Depuis l’ouverture du marché des transferts cet été (mercato estival), l’Europe est secoué par de nouveaux acteurs aux capacités financières hallucinantes: les saoudiens. Les transferts vers les clubs saoudiens se multiplient, l’Arabie Saoudite parvient surtout à attirer de grands noms du football mondial. Il y a un an pourtant, Cristiano Ronaldo choisissait ce pays arabe pour y continuer sa longue et riche carrière. Une “destination exotique” pour certains, une folie pour d’autres. Mais cet été, la fièvre semble monter plus haut qu’on ne le pensait. Sadio Mané, Allan Saint-Maximin, Riyad Mahrez, Firmino, Karim Benzema et même la superstar brésilienne, Neymar, ont tous quitté l’Europe. Direction, la Saudi Pro League. Pourtant, rien n’est fortuit. L’Arabie Saoudite veut faire du football un outil de soft power, pour redorer son image, mais aussi pour renforcer son attractivité.
En 2016, l’Arabie Saoudite lançait son plan “Saudi Vision 2030”, destiné à réformer le pays, le rendre plus libéral, plus ouvert au monde et en diversifier l’économie. Le pays veut surtout sortir de sa traditionnelle rente pétrolière et développer d’autres axes de l’économie. Depuis lors, sous la houlette du jeune Prince héritier Mohamed Ben Salmane, Riyad a changé de fusil d’épaule et nourrit une politique plus attractive et plus conciliante, loin de l’étiquette d’autoritarisme et de conservateur qu’on lui colle traditionnellement, à tort ou à raison. Cette stratégie se traduit par des réformes politico-sociales destinées à "libéraliser" le pays, mais aussi dans sa politique étrangère où Riyad cherche davantage à pacifier ses relations, surtout au Moyen-Orient. Le récent réchauffement des relations diplomatiques avec la Syrie ou encore l’Iran en est l’illustration parfaite. Mais qu’en est-il du football?
La Saudi Pro League envisage d’entrer dans le top 10 des plus grands championnats de football au monde et vise des recettes d’environ 2 milliards de dollars d’ici 2030. En octobre 2021, l’Arabie Saoudite s’offrait le club anglais de Newcastle -qui jouera cette saison la Ligue des Champions- pour un montant de 330 millions d’euros. Ce rachat mettait alors la lumière sur les ambitions de Ryad autour du football. Mais les choses sérieuses ont débuté cet été.
Le Fonds d’Investissement Souverain le PIF (Public investment fund) est devenu l’arme majeure, lui qui gère des actifs estimés à 620 milliards de dollars. Il détient désormais 75% des parts de cinq clubs saoudiens: Al Nassr, Al Hilal, Al Ahli, Al Ettifaq et Al Ittihad, soient les clubs les plus actifs sur ce mercato estival. Selon la presse sportive, le budget dégagé pour cette fenêtre de transfert est de 20 milliards de dollars. Hallucinant !

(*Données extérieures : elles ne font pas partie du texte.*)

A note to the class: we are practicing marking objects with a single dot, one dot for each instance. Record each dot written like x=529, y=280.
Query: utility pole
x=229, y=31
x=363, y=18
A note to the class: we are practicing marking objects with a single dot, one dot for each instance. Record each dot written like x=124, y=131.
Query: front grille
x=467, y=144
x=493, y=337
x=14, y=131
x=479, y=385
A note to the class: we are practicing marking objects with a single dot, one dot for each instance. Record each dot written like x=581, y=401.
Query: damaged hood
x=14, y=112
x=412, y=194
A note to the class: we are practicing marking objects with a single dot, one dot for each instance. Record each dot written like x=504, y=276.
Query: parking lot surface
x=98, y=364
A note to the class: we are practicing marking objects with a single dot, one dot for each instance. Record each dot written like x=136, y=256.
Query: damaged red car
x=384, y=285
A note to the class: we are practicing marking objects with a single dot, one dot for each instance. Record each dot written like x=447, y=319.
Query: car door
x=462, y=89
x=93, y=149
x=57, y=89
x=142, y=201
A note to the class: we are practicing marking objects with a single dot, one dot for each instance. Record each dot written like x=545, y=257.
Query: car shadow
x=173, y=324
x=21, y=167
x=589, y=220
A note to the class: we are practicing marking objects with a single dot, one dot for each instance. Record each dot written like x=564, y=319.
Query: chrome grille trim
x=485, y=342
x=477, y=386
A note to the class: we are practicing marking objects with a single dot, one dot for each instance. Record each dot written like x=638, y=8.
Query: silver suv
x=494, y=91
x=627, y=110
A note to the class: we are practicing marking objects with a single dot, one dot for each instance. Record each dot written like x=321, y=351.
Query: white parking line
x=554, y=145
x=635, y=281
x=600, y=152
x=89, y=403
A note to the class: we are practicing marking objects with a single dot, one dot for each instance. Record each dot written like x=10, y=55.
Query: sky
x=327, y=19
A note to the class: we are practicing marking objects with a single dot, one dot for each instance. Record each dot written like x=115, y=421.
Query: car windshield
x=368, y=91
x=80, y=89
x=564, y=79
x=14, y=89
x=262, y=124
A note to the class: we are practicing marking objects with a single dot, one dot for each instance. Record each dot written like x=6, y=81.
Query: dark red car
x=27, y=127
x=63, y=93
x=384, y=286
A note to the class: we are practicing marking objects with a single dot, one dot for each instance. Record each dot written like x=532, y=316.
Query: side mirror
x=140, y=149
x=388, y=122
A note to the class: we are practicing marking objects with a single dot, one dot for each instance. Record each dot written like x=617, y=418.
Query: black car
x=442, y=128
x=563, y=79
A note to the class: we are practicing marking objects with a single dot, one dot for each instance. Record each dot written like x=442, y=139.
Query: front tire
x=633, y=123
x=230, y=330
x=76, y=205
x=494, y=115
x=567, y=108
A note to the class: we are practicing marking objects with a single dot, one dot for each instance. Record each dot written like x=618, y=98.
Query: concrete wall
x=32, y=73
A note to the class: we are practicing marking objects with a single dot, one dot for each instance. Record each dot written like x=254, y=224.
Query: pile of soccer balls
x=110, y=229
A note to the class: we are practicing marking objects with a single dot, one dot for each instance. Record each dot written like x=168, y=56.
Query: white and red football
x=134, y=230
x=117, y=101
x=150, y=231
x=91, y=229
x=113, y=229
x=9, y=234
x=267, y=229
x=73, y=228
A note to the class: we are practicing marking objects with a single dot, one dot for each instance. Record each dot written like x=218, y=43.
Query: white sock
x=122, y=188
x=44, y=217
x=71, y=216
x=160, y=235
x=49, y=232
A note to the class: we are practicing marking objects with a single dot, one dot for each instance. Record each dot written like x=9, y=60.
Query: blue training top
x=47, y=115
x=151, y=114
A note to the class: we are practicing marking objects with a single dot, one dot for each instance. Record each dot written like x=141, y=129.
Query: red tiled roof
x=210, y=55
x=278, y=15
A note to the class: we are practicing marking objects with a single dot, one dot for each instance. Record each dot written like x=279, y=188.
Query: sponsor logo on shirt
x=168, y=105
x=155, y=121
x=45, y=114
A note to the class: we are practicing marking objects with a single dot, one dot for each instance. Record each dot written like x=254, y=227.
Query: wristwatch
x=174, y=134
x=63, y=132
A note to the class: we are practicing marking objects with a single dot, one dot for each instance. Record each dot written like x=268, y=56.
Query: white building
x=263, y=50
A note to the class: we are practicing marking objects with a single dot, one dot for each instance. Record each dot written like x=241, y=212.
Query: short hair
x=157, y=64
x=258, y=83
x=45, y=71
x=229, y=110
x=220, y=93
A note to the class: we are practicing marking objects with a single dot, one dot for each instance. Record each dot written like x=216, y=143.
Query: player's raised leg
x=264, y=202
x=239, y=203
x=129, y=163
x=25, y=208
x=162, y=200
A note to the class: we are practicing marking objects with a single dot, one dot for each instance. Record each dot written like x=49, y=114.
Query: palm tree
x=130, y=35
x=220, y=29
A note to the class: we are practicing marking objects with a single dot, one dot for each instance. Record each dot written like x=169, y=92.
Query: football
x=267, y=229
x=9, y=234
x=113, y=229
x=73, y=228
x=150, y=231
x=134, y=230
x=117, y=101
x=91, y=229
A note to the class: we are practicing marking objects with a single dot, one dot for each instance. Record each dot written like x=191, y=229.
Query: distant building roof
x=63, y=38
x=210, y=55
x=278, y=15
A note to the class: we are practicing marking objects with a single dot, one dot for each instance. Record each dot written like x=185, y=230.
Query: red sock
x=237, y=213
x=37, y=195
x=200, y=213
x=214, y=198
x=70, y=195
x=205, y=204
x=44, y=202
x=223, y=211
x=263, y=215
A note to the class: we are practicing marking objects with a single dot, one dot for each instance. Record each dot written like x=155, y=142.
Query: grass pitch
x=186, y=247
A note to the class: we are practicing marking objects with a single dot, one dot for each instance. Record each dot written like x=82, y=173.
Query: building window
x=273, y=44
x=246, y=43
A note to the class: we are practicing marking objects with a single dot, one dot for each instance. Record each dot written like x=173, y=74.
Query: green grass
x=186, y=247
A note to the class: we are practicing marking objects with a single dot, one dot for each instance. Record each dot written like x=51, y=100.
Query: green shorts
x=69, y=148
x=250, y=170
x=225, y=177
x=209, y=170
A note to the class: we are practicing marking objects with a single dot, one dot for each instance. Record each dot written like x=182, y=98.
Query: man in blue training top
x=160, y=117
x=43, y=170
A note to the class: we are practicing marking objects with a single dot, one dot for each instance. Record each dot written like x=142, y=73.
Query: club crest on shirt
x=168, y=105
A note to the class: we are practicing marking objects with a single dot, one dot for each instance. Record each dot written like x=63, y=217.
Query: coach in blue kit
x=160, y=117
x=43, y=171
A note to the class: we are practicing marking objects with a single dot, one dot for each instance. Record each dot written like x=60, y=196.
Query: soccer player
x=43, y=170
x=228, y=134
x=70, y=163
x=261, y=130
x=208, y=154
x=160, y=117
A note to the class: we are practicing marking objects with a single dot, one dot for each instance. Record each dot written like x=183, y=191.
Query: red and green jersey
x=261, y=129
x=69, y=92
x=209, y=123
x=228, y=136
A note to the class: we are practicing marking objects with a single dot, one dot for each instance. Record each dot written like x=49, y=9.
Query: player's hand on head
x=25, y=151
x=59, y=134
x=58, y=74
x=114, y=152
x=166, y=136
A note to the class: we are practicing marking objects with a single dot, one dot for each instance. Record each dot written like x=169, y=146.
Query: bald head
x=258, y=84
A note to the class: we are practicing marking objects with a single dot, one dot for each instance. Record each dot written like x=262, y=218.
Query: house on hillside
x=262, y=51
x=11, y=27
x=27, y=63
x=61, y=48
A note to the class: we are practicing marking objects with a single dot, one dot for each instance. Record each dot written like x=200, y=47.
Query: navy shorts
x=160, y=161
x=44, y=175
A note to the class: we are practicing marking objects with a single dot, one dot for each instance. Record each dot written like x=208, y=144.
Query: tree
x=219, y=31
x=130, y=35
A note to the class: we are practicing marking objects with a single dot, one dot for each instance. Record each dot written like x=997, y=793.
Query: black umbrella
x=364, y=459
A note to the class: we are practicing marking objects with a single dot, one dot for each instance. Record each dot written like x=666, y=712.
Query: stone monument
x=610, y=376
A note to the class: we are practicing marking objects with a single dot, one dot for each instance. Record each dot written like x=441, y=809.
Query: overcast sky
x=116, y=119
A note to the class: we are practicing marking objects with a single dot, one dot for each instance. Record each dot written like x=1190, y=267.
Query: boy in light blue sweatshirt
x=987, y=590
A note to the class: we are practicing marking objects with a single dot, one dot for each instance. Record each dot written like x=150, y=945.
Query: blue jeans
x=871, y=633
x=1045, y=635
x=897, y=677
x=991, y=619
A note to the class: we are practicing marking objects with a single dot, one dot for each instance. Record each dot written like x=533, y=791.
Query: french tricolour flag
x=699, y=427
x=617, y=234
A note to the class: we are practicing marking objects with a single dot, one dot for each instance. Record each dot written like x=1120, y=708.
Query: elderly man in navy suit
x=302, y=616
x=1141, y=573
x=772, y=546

L’objectif derrière tous ces investissements est de créer une économie autour du football local saoudien mais aussi de surfer sur l’attractivité de ce sport. Si le Qatar par exemple a compté davantage sur l’organisation d’évènements, l’Arabie Saoudite pourrait, elle, déplacer tout simplement le centre de gravité du football mondial, jusque-là basé principalement en Europe. Il y a quelques années, la Chine concevait à peu près la même stratégie mais le succès a été éphémère. Les gros salaires proposés aux joueurs n’ont pas pu être supportés dans le temps. L’Arabie Saoudite elle, dispose d’une manne financière presque illimitée et pourrait bien inscrire son succès dans la pérennité.
Ces efforts autour du football sont manifestement à des fins diplomatiques. Avec une population très jeune, l’Arabie Saoudite veut aussi renforcer son industrie du divertissement et utiliser le football pour exposer ses atouts touristiques, sa culture et son histoire...Bref, renforcer son "soft power", sa capacité d’influence sans usage de moyens coercitifs, en renvoyant une image plus séduisante et plus attractive. Riyad veut renforcer son influence aussi sur le plein international et cela passe par redorer d’une certaine manière son image. L’affaire Jamal Khashoggi, journaliste assassiné en octobre 2018 au consulat saoudien d’Istanbul, a écorné l’image du pays et Prince Ben Salmane. Pour se départir de ce statut d’autoritarisme et des questions du respect des Droits de l’Homme base de critique du Royaume saoudien pour les occidentaux, Riyad veut incarner un pays “moderne” et plus “cool”, capable d’attirer les yeux même des plus sceptiques. C’est ce procédé destiné à utiliser l’attractivité du sport pour redorer son image qui est souvent appelé “sportwashing”.